= 4th United States Army Field Artillery Detachment =

American military unit in West Germany

The 4th United States Army Field Artillery Detachment was located in Werl, West Germany. The Belgian 14th and 20th Artillery Battalions of the Belgian I Corps were supported by the 4th U.S. Army Field Artillery Detachment. The detachment was co-located with the Belgian battalions, in quarters across the street from the Belgian Houthulst Kaserne, on Langenwiedenweg Strasse, Werl, Westfallen, Germany. In this period, the unit was a custodial detachment, responsible for maintaining physical control of nuclear warheads for Belgian Honest John rocket systems, which were later replaced by the MGM-52 Lance.

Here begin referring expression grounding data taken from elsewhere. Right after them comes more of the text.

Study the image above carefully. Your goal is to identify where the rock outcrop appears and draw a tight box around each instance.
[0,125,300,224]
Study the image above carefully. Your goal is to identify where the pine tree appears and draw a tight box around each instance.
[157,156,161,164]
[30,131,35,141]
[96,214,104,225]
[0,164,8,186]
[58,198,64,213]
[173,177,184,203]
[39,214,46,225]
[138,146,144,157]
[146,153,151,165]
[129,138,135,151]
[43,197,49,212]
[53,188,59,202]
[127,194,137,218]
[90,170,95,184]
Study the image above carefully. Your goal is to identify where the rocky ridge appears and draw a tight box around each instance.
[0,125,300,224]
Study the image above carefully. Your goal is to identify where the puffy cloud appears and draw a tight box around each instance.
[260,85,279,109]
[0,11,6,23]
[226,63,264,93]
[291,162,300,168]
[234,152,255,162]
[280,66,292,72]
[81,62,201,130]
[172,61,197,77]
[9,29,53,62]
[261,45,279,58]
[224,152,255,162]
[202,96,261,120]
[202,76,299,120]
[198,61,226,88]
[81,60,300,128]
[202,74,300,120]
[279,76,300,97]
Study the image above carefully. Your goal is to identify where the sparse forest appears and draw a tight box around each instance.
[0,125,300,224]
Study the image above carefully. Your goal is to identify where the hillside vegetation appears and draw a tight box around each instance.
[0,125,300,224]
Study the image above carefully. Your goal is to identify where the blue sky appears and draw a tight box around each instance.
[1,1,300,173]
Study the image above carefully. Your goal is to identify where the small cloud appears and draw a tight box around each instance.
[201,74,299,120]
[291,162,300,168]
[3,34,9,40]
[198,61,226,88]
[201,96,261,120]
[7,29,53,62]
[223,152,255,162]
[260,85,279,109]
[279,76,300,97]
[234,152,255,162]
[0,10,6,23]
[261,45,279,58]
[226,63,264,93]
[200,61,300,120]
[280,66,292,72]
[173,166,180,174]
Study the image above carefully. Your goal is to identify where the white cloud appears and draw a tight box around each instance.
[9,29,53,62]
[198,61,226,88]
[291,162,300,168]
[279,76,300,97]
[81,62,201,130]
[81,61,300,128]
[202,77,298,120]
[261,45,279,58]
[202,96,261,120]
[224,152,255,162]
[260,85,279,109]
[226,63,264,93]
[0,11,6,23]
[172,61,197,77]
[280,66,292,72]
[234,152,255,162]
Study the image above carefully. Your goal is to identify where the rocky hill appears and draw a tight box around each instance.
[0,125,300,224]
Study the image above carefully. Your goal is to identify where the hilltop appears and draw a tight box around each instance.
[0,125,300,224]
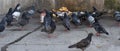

The 4th U.S. Army Field Artillery Detachment was activated in September 1962 at Fort Sill, Oklahoma. It was originally designated the 4th U.S. Army Missile Detachment and assigned to the 5th U.S. Army Artillery Group (USAAG). In January 1963, the 4th Missile Detachment, along with other units of the 5th USAAG, left for Germany and arrived in Bremerhaven in February. In September 1970, the 4th Missile Detachment was redesignated the 4th U.S. Army Artillery Detachment. In October 1978, the 4th was reassigned to the 570th USAAG. The unit was inactivated in June 1992.